Without getting too far ahead of myself, I will note that the conundrum I faced originated from a realisation that landscape and nature were not identical. My landscape photographs denoted their referents—the mountains, the ocean and the fields—and drained them of their agency. Instead of involving the spectator as a participant, engaged with the world unfolding in time, the images divorced them from the living phenomena. My task as a photographer was to find a mode of photographic signification that would enliven nature by eliciting the viewer’s response to it. Somehow the photograph had to possess not only a signifying but experiential quality of that which it attempted to signify. To simply point the camera and announce that “this is a mountain” rendered all signification hollow.
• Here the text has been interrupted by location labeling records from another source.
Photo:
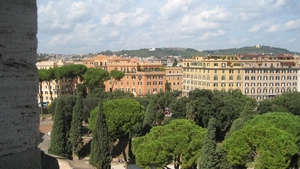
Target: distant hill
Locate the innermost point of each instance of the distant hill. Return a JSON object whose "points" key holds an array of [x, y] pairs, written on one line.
{"points": [[186, 52], [157, 52], [189, 52], [250, 49]]}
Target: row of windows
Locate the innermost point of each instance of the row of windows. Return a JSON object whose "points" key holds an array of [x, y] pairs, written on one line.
{"points": [[139, 90], [271, 91], [148, 77], [139, 83], [271, 84], [271, 78], [271, 71], [173, 78], [239, 71]]}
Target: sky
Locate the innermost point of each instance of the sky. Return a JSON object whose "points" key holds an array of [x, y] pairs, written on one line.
{"points": [[88, 26]]}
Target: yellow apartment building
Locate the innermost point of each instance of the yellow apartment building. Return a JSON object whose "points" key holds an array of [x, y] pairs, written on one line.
{"points": [[174, 77], [258, 76], [141, 77], [53, 85]]}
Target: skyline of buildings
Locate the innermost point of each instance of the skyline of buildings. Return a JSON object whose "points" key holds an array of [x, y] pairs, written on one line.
{"points": [[257, 75]]}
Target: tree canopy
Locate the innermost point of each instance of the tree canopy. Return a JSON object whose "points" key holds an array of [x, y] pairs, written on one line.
{"points": [[180, 140], [267, 141]]}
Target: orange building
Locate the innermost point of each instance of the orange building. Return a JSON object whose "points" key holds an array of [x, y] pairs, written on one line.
{"points": [[141, 77], [174, 77]]}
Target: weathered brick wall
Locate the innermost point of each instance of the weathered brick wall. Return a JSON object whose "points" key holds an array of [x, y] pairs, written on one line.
{"points": [[19, 117]]}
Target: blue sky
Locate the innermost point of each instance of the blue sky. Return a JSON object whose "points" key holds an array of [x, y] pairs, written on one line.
{"points": [[87, 26]]}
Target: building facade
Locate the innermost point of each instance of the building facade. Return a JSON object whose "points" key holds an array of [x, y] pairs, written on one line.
{"points": [[258, 76], [141, 77], [57, 88], [174, 77]]}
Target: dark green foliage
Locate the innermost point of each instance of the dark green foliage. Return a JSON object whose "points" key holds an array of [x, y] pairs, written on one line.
{"points": [[180, 140], [69, 102], [224, 106], [247, 114], [76, 126], [150, 116], [168, 86], [58, 142], [175, 63], [209, 157], [287, 102], [178, 107], [101, 143], [266, 141]]}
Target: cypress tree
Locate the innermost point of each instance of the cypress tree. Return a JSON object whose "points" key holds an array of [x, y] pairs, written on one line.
{"points": [[150, 116], [76, 125], [209, 157], [58, 139], [101, 144]]}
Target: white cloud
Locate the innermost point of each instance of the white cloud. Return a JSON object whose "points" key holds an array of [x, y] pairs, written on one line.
{"points": [[212, 34], [84, 26], [293, 24], [273, 28]]}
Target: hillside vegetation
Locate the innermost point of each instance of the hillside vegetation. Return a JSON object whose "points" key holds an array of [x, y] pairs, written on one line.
{"points": [[189, 52]]}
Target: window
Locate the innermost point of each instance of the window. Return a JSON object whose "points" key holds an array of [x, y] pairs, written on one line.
{"points": [[258, 90]]}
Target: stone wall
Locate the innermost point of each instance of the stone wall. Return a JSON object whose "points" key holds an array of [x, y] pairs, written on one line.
{"points": [[19, 117]]}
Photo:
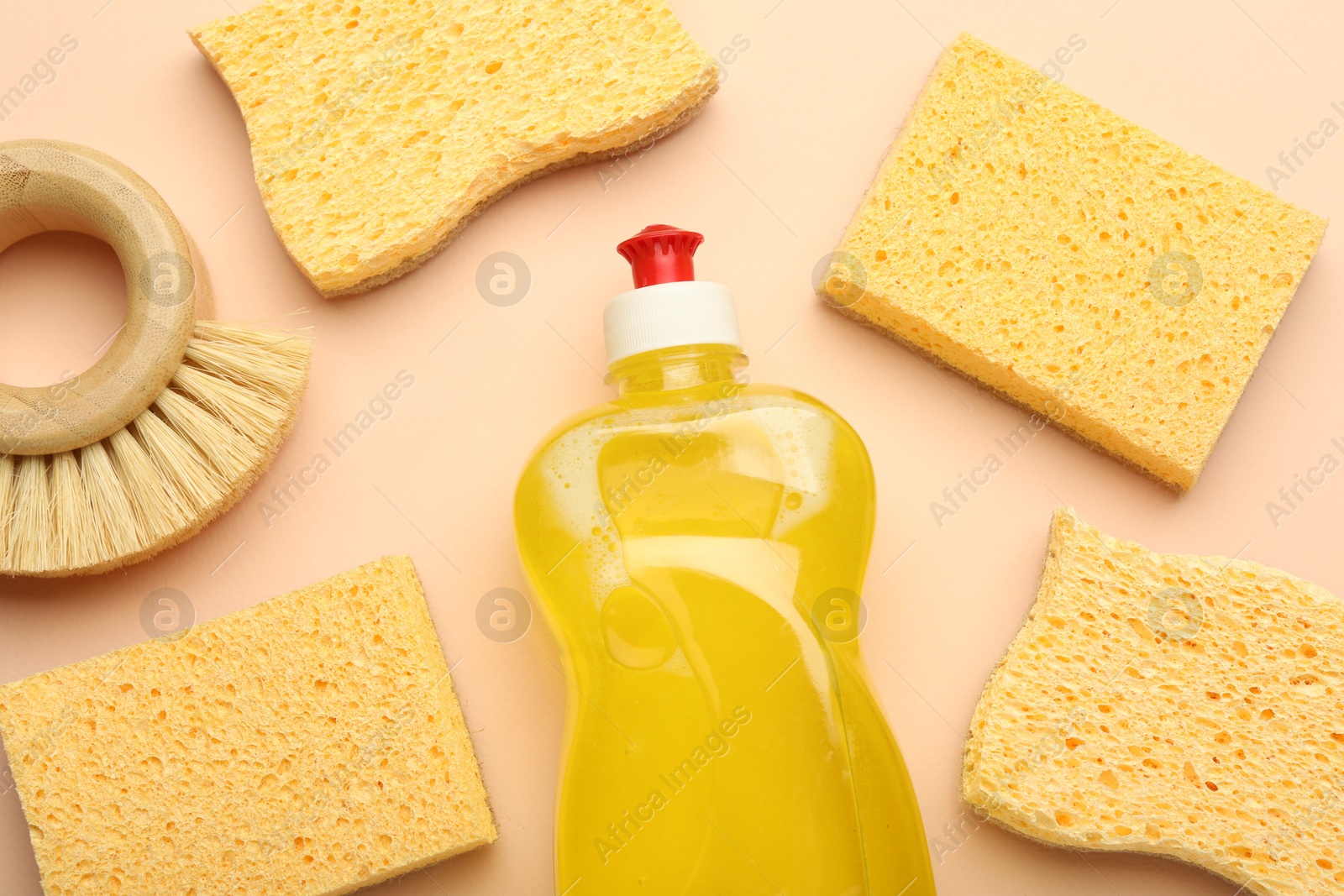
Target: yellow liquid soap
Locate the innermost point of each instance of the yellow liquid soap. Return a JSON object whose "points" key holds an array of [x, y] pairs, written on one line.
{"points": [[698, 547]]}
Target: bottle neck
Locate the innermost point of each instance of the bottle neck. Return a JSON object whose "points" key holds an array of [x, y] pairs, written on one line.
{"points": [[680, 369]]}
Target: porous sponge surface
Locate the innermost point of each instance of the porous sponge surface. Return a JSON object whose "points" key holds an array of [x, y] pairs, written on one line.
{"points": [[378, 127], [1073, 261], [308, 746], [1182, 705]]}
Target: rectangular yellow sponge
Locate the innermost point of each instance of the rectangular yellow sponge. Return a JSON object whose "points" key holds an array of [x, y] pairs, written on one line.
{"points": [[308, 746], [1073, 261], [1179, 705]]}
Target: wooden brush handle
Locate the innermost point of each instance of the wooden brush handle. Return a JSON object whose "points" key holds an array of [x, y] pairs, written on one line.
{"points": [[57, 186]]}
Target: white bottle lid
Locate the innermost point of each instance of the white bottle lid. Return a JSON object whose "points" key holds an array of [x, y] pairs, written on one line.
{"points": [[669, 305]]}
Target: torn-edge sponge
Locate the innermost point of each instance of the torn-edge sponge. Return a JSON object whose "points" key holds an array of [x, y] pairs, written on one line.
{"points": [[308, 746], [381, 128], [1180, 705], [1072, 261]]}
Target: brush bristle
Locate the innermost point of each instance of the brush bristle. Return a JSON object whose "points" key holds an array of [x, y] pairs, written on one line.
{"points": [[178, 465], [30, 535], [77, 537]]}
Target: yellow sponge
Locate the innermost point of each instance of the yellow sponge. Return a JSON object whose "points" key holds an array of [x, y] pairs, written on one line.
{"points": [[1072, 261], [308, 746], [381, 127], [1182, 705]]}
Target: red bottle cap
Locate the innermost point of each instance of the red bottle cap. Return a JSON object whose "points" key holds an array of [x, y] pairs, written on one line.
{"points": [[662, 254]]}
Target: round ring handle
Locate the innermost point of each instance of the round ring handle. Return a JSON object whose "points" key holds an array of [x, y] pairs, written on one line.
{"points": [[49, 186]]}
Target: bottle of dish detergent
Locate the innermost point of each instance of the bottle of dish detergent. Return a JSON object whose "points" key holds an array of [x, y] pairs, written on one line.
{"points": [[698, 547]]}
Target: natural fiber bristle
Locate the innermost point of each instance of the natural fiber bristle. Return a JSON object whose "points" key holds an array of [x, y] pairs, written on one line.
{"points": [[30, 537], [78, 540], [7, 488], [176, 466]]}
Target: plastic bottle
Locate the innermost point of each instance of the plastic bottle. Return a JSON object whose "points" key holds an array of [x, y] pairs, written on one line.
{"points": [[698, 547]]}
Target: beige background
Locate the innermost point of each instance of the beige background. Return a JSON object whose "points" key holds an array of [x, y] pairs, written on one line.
{"points": [[770, 174]]}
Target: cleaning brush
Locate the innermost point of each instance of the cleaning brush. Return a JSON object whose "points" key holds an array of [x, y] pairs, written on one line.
{"points": [[172, 425]]}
Confronted by the question of whether it is possible to photograph nature at all, in this article I set out to explore how the photograph can capture phenomena, perception and meaning. Firstly, I examine the problematics of frontal, static depictions of natural scenes from a phenomenological perspective and discuss the failure of a traditional landscape photograph to account for the experience of being in the phenomenal world. Next, I turn to Roland Barthes and Jacques Derrida’s ruminations on signification in order to identify how meaning gets into the photographic image. I thus critique the structuralist denotation of presence and offer a post-structuralist reflection on a photograph that captures the indeterminacy of reality in its perpetual play of meaning. Finally, I put forward a deconstructivist interpretation of an aftermath photograph—portraying absence at the site of a historical tragedy—and claim that by focusing on that which lies outside the frame this photograph engages the subjectivity of the spectator, revitalising the image with the phenomenal experience of envisioning one’s being in nature.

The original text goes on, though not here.